An increased risk of angioedema has been reported with the concomitant use of ACE inhibitors and racecadotril (an enkephalinase inhibitor).

Concomitant use of ACE inhibitors with medicinal products containing sacubitril (a neprilysin inhibitor) increases the risk of angioedema, therefore the concomitant use of these drugs is contraindicated. ACE inhibitors should be administered no earlier than 36 hours after discontinuing drugs containing sacubitril. The administration of drugs containing sacubitril is contraindicated in patients taking ACE inhibitors, as well as within 36 hours after discontinuing ACE inhibitors.

DPP-4 inhibitors (gliptins)

Linagliptin, saxagliptin, sitagliptin, vildagliptin – when used concomitantly with ACE inhibitors, the risk of angioedema increases due to the suppression of dipeptidyl peptidase-4 (DPP-4) activity by the gliptin.

Drug combinations requiring caution during use

Other antihypertensive agents (e.g., beta-blockers, slow calcium channel blockers, diuretics) and vasodilators

Enhancement of the antihypertensive effect of the drug is possible. Caution should be exercised when co-administering with nitroglycerin, other nitrates, or other vasodilators, as this may lead to an additional decrease in blood pressure.

Antacids and cholestyramine

Concomitant use with antacids and cholestyramine leads to suppression of gastrointestinal absorption.

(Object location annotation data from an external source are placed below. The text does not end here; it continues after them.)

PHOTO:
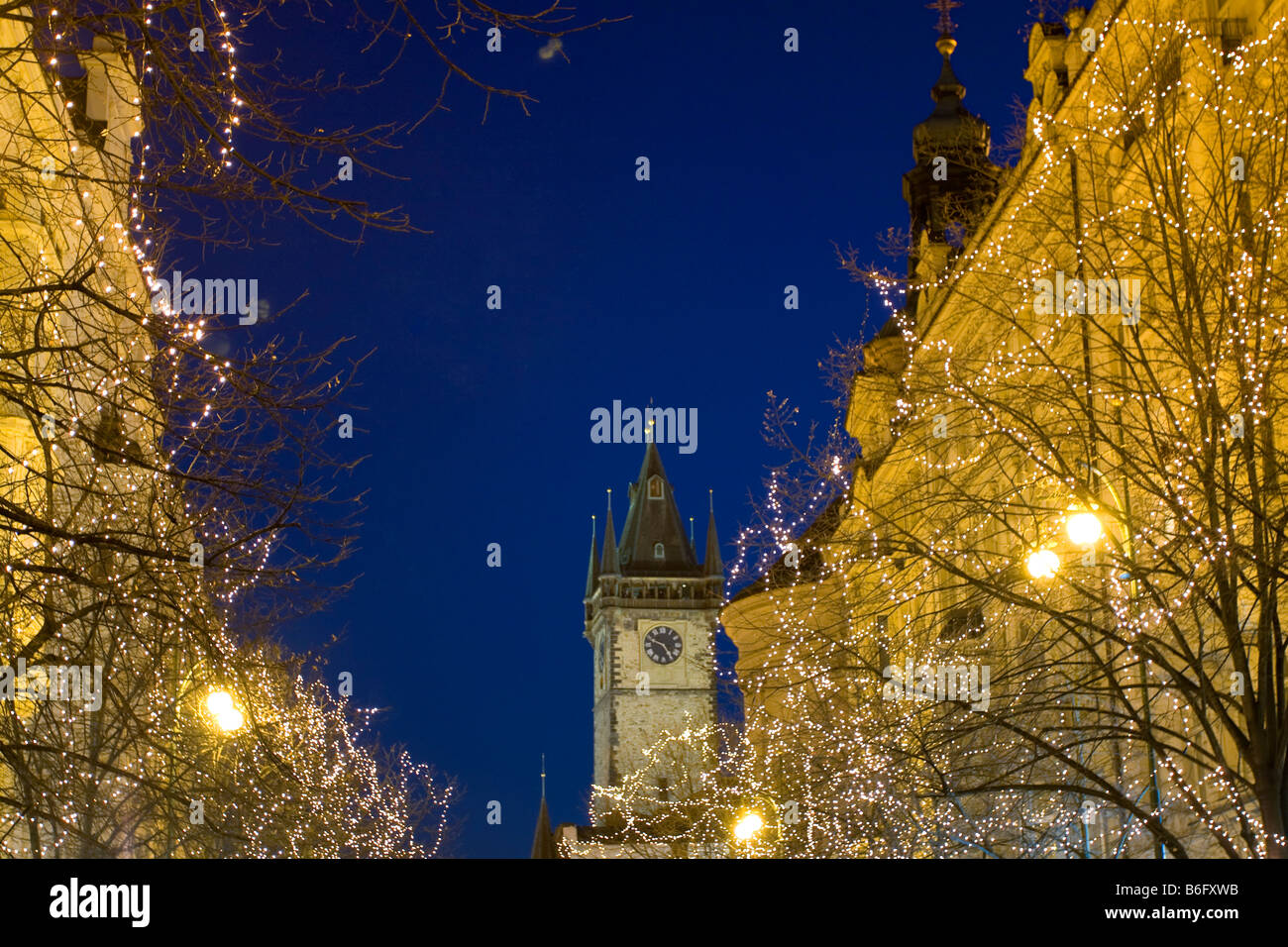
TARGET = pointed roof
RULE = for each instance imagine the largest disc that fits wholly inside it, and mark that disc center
(609, 566)
(655, 518)
(592, 569)
(712, 565)
(544, 840)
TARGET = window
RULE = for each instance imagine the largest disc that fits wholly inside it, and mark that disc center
(883, 635)
(962, 622)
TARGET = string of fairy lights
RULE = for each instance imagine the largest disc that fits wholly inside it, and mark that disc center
(1100, 648)
(189, 707)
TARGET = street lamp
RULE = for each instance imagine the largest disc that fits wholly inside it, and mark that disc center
(1122, 508)
(227, 716)
(748, 826)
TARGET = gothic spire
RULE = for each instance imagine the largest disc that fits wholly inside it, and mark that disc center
(712, 566)
(592, 569)
(653, 540)
(609, 566)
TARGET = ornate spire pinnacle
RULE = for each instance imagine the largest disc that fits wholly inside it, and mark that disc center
(609, 565)
(945, 25)
(712, 566)
(592, 569)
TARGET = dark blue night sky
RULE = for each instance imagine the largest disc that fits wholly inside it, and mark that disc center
(477, 421)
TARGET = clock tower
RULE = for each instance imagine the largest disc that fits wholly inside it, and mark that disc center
(651, 613)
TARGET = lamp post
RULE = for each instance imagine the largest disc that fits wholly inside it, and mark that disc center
(1085, 530)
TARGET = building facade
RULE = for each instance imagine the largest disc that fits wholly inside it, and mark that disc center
(1060, 484)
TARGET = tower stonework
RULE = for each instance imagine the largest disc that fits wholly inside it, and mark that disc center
(651, 613)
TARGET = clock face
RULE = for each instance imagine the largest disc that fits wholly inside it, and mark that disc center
(662, 644)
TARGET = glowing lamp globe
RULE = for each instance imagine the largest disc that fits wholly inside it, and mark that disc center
(1042, 564)
(1083, 528)
(747, 826)
(219, 702)
(227, 716)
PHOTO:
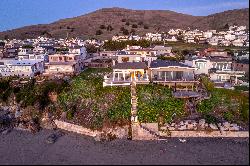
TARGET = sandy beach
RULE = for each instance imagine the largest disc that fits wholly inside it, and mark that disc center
(20, 147)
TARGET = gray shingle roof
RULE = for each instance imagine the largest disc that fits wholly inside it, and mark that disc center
(166, 63)
(130, 65)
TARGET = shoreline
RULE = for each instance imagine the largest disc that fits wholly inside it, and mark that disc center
(21, 147)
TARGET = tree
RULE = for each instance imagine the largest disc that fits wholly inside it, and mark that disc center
(102, 26)
(134, 26)
(99, 32)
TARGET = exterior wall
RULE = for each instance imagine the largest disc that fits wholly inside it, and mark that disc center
(241, 67)
(131, 58)
(59, 69)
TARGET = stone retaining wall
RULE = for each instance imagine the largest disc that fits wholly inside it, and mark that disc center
(75, 128)
(207, 134)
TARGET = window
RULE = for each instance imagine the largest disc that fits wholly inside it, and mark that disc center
(125, 59)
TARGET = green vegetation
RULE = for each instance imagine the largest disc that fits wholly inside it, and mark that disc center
(243, 88)
(155, 101)
(134, 26)
(90, 104)
(109, 28)
(226, 104)
(102, 26)
(116, 45)
(99, 32)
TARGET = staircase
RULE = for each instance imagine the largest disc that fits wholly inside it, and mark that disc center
(133, 103)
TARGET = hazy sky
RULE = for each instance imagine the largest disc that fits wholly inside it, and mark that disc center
(18, 13)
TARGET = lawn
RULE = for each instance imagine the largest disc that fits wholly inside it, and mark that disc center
(90, 104)
(156, 101)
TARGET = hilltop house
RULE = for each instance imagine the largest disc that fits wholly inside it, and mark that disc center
(24, 68)
(125, 73)
(173, 74)
(63, 64)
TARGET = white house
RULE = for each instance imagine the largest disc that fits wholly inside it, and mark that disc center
(24, 68)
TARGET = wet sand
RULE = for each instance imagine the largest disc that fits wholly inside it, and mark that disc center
(19, 147)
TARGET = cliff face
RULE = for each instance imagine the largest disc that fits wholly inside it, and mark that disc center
(144, 21)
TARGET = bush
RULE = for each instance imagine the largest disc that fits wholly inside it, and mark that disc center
(134, 26)
(109, 28)
(102, 27)
(99, 32)
(145, 27)
(140, 23)
(125, 32)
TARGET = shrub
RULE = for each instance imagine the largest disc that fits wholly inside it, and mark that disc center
(134, 26)
(109, 28)
(99, 32)
(125, 32)
(140, 23)
(145, 27)
(102, 27)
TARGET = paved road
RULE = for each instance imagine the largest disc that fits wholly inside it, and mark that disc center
(20, 147)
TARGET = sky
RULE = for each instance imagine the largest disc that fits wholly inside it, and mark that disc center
(19, 13)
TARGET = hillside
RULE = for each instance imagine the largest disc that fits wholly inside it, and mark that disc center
(153, 20)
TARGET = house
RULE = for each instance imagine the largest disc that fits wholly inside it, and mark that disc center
(125, 73)
(161, 50)
(202, 65)
(238, 42)
(99, 63)
(226, 76)
(172, 74)
(78, 50)
(108, 53)
(241, 65)
(215, 53)
(24, 68)
(25, 51)
(63, 64)
(123, 56)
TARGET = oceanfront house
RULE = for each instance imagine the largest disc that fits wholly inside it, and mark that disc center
(226, 76)
(173, 74)
(124, 56)
(63, 64)
(202, 65)
(125, 73)
(24, 68)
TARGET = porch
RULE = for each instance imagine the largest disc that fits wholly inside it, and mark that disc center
(125, 77)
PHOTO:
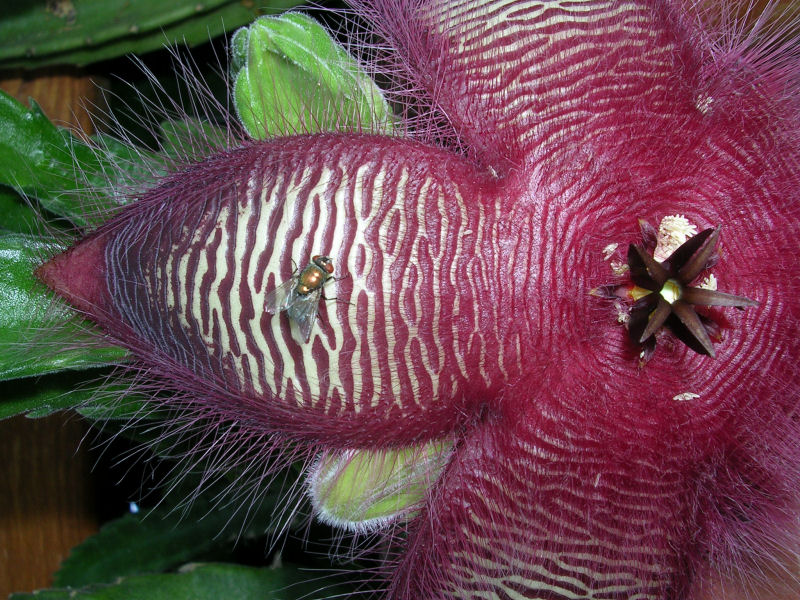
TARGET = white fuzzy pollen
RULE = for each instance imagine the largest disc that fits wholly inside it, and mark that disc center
(673, 231)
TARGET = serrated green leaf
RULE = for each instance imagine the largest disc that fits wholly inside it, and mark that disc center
(71, 32)
(41, 396)
(208, 582)
(40, 160)
(30, 344)
(163, 539)
(291, 77)
(15, 214)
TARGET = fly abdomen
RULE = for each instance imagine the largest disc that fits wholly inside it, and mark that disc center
(192, 272)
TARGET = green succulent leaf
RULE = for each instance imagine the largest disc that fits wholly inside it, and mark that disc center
(37, 335)
(42, 161)
(206, 582)
(15, 214)
(360, 486)
(291, 77)
(76, 32)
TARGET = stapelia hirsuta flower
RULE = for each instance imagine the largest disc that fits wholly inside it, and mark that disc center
(534, 135)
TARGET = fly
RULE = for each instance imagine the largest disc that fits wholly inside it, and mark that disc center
(300, 295)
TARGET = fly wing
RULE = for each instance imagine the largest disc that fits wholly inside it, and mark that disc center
(282, 297)
(304, 312)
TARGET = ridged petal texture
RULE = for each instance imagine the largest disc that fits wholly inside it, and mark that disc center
(463, 310)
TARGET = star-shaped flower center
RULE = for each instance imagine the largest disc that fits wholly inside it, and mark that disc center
(669, 298)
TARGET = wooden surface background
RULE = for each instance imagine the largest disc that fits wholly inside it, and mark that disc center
(47, 502)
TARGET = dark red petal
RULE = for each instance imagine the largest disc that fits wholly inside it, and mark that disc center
(698, 261)
(656, 319)
(688, 317)
(646, 271)
(703, 297)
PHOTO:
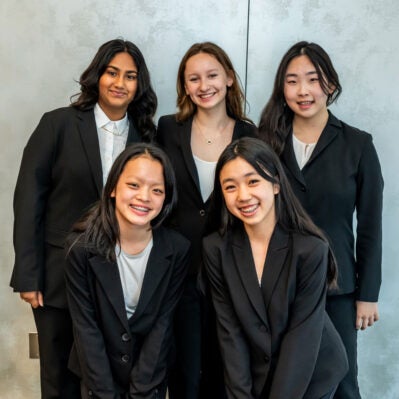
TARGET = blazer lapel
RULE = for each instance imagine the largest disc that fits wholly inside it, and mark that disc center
(107, 274)
(185, 143)
(290, 162)
(158, 264)
(275, 260)
(244, 263)
(88, 133)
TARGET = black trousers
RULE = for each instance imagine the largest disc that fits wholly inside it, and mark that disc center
(54, 327)
(342, 311)
(185, 375)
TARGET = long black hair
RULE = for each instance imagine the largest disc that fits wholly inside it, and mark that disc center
(98, 230)
(144, 105)
(276, 118)
(290, 214)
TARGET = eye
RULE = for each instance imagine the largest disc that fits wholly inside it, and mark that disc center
(158, 191)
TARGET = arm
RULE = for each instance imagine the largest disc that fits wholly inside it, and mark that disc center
(233, 345)
(150, 369)
(369, 235)
(300, 343)
(88, 338)
(30, 200)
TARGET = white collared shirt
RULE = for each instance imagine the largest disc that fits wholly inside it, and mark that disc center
(303, 151)
(112, 137)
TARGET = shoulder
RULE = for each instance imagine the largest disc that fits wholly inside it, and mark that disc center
(246, 128)
(309, 245)
(166, 236)
(350, 133)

Tricyclic antidepressants, antipsychotics, general anesthetics, barbiturates, phenothiazine, ethanol

Concomitant use may enhance the effect of lisinopril.

Sympathomimetics

Sympathomimetics may weaken the antihypertensive effect of ACE inhibitors.

Muscle relaxants

Concomitant use of muscle relaxants with ACE inhibitors may lead to a pronounced decrease in blood pressure.

Gold preparations

Rare cases of nitritoid reactions (a symptom complex including facial skin flushing, nausea, arterial hypotension, which can be very severe) have been described in patients receiving ACE inhibitors, including lisinopril, who were administered an intravenous gold preparation (sodium aurothiomalate); these reactions were reported more frequently in patients receiving treatment with ACE inhibitors.

Co-trimoxazole (sulfamethoxazole and trimethoprim)

Increased risk of hyperkalemia.

Selective serotonin reuptake inhibitors (SSRIs: escitalopram, paroxetine, fluoxetine, sertraline)

Concomitant use with SSRIs may lead to severe hyponatremia.

Allopurinol, procainamide, cytostatics (5-fluorouracil, vincristine, docetaxel)

Leukopenia may develop.

Tissue plasminogen activators

Observational studies have revealed an increased incidence of angioedema in patients taking ACE inhibitors after the use of alteplase for thrombolytic therapy of ischemic stroke.

Storage Conditions

Capsules 1.5 mg+5 mg should be stored out of the reach of children at a temperature not exceeding 25°C (77°F).

Shelf Life

The shelf life is 3 years.

Capsules 1.5 mg+10 mg and capsules 1.5 mg+20 mg should be stored out of the reach of children at a temperature not exceeding 30°C (86°F). The shelf life is 3 years.

Do not use after the expiration date printed on the packaging.

Dispensing Status

The drug is dispensed by prescription.

Important Safety Information

This information is for educational purposes only and does not replace professional medical advice. Always consult your doctor before use. Dosage and side effects may vary. Use only as prescribed.